Could Netflix Become Buffett’s Next Stock?


netflixit is (NFLX -6.36%) the results for the first quarter of 2022 shocked its shareholders.

The company said it lost 200,000 subscribers – its first such drop in more than a decade. And due to the turmoil created by Russia’s invasion of Ukraine, Netflix has warned it could lose an additional 2 million paying customers in the second quarter.

The results forced many investors to sell their stock, plunging to its lowest price since 2017.

But ignored by most, the streaming giant leaked two “golden nuggets” of valuable information:

  1. Offering a free, ad-supported streaming channel, possibly in Q4, according to leaked internal memos and comments from CEO Reed Hastings.
  2. Executives told analysts they expect their company to achieve a major financial milestone this year, generating consistent positive free cash flow (FCF) for 2022 and beyond.

As unlikely as it may seem now, with the stock down 75% from last year’s highs, these announcements could turn the stock into a type of holding often prized by long-term investors like Warren Buffett.

Image source: Getty Images.

The Anatomy of a “Buffett Stock”

Most of Buffett’s businesses Berkshire Hathaway wallet – think about Apple, disney, Coca Cola, et al – sell products or services that change little from year to year.
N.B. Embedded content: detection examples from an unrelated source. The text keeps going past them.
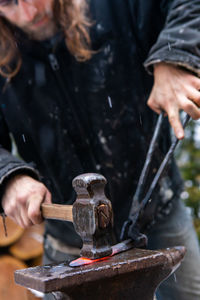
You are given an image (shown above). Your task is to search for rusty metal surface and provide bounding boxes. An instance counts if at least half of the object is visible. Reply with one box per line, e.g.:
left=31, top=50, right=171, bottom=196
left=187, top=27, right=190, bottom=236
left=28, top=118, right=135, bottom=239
left=15, top=247, right=185, bottom=300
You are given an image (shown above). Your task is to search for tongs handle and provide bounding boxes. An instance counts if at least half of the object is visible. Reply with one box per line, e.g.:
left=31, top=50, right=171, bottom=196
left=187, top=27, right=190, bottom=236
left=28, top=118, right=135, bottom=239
left=120, top=112, right=191, bottom=240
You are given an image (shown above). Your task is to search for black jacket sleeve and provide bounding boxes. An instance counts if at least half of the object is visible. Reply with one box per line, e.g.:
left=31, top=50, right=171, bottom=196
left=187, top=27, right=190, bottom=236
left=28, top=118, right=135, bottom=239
left=144, top=0, right=200, bottom=75
left=0, top=106, right=39, bottom=211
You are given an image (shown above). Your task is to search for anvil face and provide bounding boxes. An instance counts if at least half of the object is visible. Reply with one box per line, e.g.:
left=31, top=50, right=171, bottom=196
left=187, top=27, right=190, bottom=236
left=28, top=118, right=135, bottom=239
left=15, top=247, right=185, bottom=300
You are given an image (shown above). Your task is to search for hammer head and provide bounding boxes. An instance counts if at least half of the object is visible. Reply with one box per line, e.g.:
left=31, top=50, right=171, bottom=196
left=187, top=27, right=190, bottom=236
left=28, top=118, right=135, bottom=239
left=72, top=173, right=113, bottom=259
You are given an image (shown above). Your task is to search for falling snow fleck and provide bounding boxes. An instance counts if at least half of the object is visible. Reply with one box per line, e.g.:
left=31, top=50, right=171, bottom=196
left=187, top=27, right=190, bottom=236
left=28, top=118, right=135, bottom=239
left=22, top=134, right=26, bottom=143
left=174, top=273, right=177, bottom=282
left=108, top=96, right=112, bottom=108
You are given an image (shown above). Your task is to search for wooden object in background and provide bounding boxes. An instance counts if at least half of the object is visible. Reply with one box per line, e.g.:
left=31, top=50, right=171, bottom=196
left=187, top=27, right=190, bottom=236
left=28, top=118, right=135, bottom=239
left=0, top=255, right=28, bottom=300
left=9, top=224, right=44, bottom=261
left=0, top=217, right=24, bottom=247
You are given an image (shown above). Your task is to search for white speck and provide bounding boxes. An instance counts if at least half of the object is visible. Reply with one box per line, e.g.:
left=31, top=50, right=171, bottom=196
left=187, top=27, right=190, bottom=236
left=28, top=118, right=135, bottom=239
left=100, top=136, right=106, bottom=144
left=174, top=273, right=177, bottom=282
left=108, top=96, right=112, bottom=108
left=22, top=134, right=26, bottom=143
left=181, top=191, right=189, bottom=200
left=140, top=115, right=142, bottom=125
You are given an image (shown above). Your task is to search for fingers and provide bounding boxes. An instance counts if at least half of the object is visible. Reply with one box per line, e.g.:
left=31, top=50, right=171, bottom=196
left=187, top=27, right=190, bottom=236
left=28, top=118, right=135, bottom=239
left=167, top=108, right=184, bottom=140
left=2, top=176, right=51, bottom=228
left=147, top=63, right=200, bottom=139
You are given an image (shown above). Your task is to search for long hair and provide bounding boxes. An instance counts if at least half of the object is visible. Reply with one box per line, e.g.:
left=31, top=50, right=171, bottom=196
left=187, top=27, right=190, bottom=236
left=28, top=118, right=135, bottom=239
left=0, top=0, right=93, bottom=79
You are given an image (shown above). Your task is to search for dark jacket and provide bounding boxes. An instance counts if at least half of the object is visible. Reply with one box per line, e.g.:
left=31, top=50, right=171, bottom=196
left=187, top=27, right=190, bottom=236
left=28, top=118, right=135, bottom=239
left=0, top=0, right=200, bottom=245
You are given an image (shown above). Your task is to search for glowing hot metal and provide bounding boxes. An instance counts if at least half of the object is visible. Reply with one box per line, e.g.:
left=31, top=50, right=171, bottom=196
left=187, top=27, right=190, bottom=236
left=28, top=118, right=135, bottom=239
left=69, top=239, right=135, bottom=267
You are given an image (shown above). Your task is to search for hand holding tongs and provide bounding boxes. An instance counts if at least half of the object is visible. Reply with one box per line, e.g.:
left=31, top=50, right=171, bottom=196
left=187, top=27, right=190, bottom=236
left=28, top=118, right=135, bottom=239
left=120, top=112, right=190, bottom=247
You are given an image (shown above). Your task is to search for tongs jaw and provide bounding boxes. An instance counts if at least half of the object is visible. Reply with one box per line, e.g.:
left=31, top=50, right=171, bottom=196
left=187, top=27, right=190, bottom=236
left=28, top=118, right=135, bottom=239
left=120, top=112, right=190, bottom=247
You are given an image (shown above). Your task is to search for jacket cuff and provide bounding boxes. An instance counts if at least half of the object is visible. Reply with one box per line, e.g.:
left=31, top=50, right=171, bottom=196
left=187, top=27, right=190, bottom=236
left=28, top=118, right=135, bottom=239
left=0, top=162, right=41, bottom=213
left=144, top=49, right=200, bottom=76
But customers keep coming back for more.

As a result, most of Buffett’s businesses have stable earnings, but also low debt while generating a steady stream of excess cash that can be funneled back into the business for future growth.

Then there’s Netflix.

For most of the past decade, the company has been spending big on cutting-edge shows and movies. In turn, these programs attracted millions of new subscribers and generated a steady stream of profits.

But the flow of money from subscription fees has never been enough. Over the past 10 years, Netflix has spent an average of $860 million more annually than it has earned.

The company did the rest by tapping into the bond market. Between 2015 and 2020, Netflix increased its level of long-term debt by 600%. As of the first quarter of 2022, it still owed $14.5 billion to bond investors (more details below).

For Netflix, the problem is that once a hit series ends, the company has few options (other than a small revenue stream from DVD sales) to rebroadcast the same show to a new audience and be paid for it.

An ad-supported streaming channel gives Netflix a “buffet-style” way to generate recurring revenue long after a program has lost its buzz-worthy status. According to some estimates, a Netflix “free channel” could bring in as much as $2-3 billion a year in additional revenue, and that’s just getting started. It is money that the company can use to pay down its debt or buy back its own shares.

Recent studies point to massive growth in ad-supported streaming. The market has grown by more than 20% in each of the past two years and will likely triple in size to over $31 billion by 2026.

For Netflix, one way to compare the possibilities is to look at the average revenue per subscriber — $14.91 — according to its Q1 2022 results. Roku (ROKU -6.14%) an ad-supported free streaming competitor generates an average revenue of $42.91 per user, nearly three times as much.

Will 2022 be the financial turning point?

Still, Netflix executives say their company is already on track to hit another Buffett-worthy milestone this year: consistently positive FCF.

During the company’s first quarter 2022 conference call, Chief Financial Officer Spencer Neumann told analysts “We will [have] positive free cash flow this year…and we’ll continue to build on that in the years to come.”

Why is this a big problem?

Companies that generate a lot of cash year after year like walmart, Exxon, and other blue chip companies achieve investment grade credit ratings. So they have very low borrowing costs.

As successful as Netflix is ​​as a business, its bonds are still rated as waste by analysts from Moody‘s.

But in a nod to Netflix’s growing financial strength, the credit-rating company said in April that it would likely upgrade Netflix’s bonds to investment grade in coming quarters as it demonstrates ” new levers to increase revenues and free cash flow”.

What about Netflix stocks?

Netflix shares will likely continue to be weak in the near term. But the company is still very profitable.

Analysts expect the company to post slightly lower earnings of $10.94 per share this year, about 3% below 2021. Part of this decline is due to increased competition for new subscribers from competitors. streaming like Disney, Primordial, and others. Netflix also lost Russia as a source of new subscribers due to the war in Ukraine.

Still, if we divide Netflix’s stock price (about $170 at the time of this writing) by the company’s projected annual earnings for 2022, that gives the stock a price-earnings ratio of 15 – its level of lowest valuation since obscurity. days of the 2008 US financial crisis.

Looking to 2023, analysts expect Netflix earnings to resume a double-digit annual percentage growth pattern, reaching $12.62 and rising further to $15.30 in 2024.

If we put it all together, the company’s financial situation is steadily improving, alongside the promise of an ad-supported free-to-air channel by the end of this year.

Combine these developments with the stock price’s sharp drop to “stock value” status, and Netflix could potentially attract a lot more attention from investors, including Buffett.